Before they began each performance of “Ningning sa Salangan” (“Light in the Village”) the actors of the Tanghalang Ateneo Company did a very beautiful thing:
In turn they quietly, affectionately, and solemnly knelt down to touch the patch of earth in the front of the stage.
I loved them doing that so much: because it was so exactly in the spirit of the play.
And it made it all the more important and significant, somehow, for me to ask everyone to pause a moment at the beginning of Jesus Queen of Heaven and remember the Earth.
Remember the Earth, our mother, still very present even under the millions of tons of concrete in the huge city of Manila.
Still so very present, and the source of the food we eat, the water we drink, and the air we breathe.
In a sane society, those whose skill and hard labour work the earth to provide our food would be honoured and rewarded.
Instead, they are often marginalised, disempowered, and tend to live in great poverty.
Not only that, but in Manila, as in Karachi, as in so many other places on this tormented earth, they are losing their land to unscrupulous proper speculators.
In the Philippines they have formed a union, called Gabriela, currently engaged in a struggle to retain control over their own land.
Because because the play is about the struggle of landless peasants, members of the union came to talk to the cast at the beginning of rehearsal to talk about their situation and their struggle.
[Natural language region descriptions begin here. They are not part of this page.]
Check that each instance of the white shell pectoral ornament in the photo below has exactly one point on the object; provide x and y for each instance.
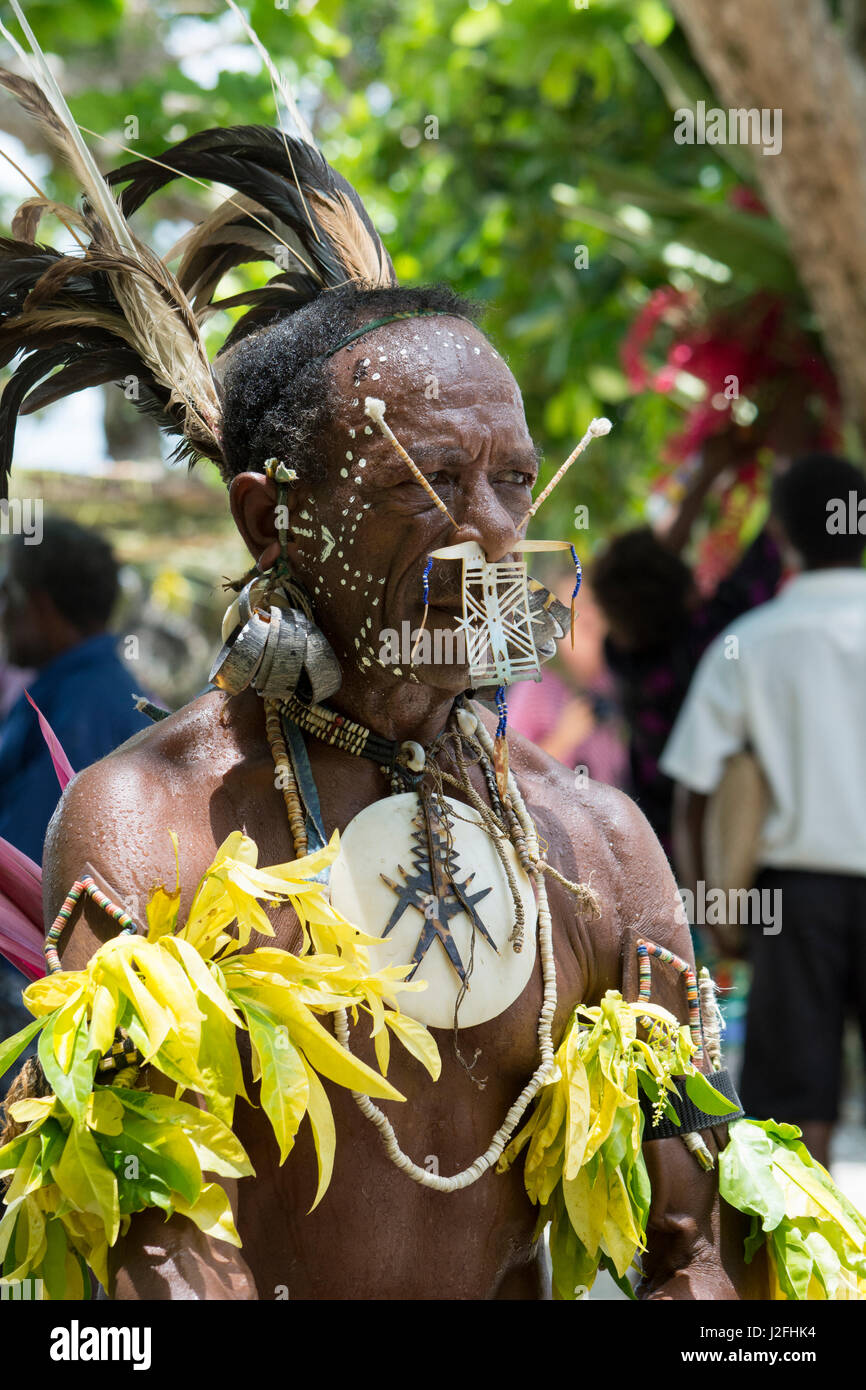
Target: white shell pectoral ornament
(438, 898)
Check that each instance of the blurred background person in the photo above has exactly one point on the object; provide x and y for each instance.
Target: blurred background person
(56, 601)
(659, 626)
(787, 683)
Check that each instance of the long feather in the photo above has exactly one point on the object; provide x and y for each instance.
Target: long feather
(278, 82)
(74, 146)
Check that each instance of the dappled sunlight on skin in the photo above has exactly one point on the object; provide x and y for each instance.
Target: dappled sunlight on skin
(207, 772)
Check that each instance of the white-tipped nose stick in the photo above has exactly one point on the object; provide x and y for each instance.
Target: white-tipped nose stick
(374, 409)
(597, 427)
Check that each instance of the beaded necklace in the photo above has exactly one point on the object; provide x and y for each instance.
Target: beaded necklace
(517, 826)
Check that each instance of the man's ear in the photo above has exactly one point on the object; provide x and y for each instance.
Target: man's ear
(253, 502)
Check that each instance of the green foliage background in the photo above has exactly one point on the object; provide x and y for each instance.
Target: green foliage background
(489, 141)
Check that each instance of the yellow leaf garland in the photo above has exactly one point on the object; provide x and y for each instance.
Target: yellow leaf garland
(584, 1165)
(93, 1154)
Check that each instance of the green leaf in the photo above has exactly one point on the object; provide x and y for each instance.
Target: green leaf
(745, 1175)
(74, 1087)
(706, 1097)
(86, 1180)
(284, 1080)
(217, 1148)
(11, 1050)
(161, 1150)
(54, 1262)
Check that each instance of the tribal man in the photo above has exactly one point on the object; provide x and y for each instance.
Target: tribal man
(378, 466)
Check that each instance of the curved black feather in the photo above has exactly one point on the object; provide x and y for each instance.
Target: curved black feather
(266, 166)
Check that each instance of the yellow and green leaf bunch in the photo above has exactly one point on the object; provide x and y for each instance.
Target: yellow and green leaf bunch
(93, 1154)
(815, 1237)
(584, 1164)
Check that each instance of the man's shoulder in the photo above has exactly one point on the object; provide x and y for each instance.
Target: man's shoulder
(160, 766)
(603, 818)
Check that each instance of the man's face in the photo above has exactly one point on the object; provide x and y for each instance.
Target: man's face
(364, 534)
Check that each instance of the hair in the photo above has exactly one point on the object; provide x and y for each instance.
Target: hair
(642, 587)
(74, 566)
(277, 387)
(802, 499)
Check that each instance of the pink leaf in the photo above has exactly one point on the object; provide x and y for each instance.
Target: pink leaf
(61, 763)
(21, 881)
(21, 940)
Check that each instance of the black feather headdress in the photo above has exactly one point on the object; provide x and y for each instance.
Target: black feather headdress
(111, 310)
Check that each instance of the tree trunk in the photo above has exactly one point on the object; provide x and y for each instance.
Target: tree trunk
(787, 54)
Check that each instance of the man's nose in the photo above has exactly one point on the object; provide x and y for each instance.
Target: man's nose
(480, 516)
And then they came to see the play.
In this photo, there's me and the company and two courageous women leaders of the organisation.
I hope to be able to reconnect with them before too long.
And when I saw the climate change play in the capital U P next door, a group of women from the organisation with their selling their produce and they gave me a cabbage.
An enormous cabbage, I'm still very proud of.
Because theatre needs to do this. Theatre needs to engage with realities of our world.
It will give the Liz Truss lettuce a run for its money!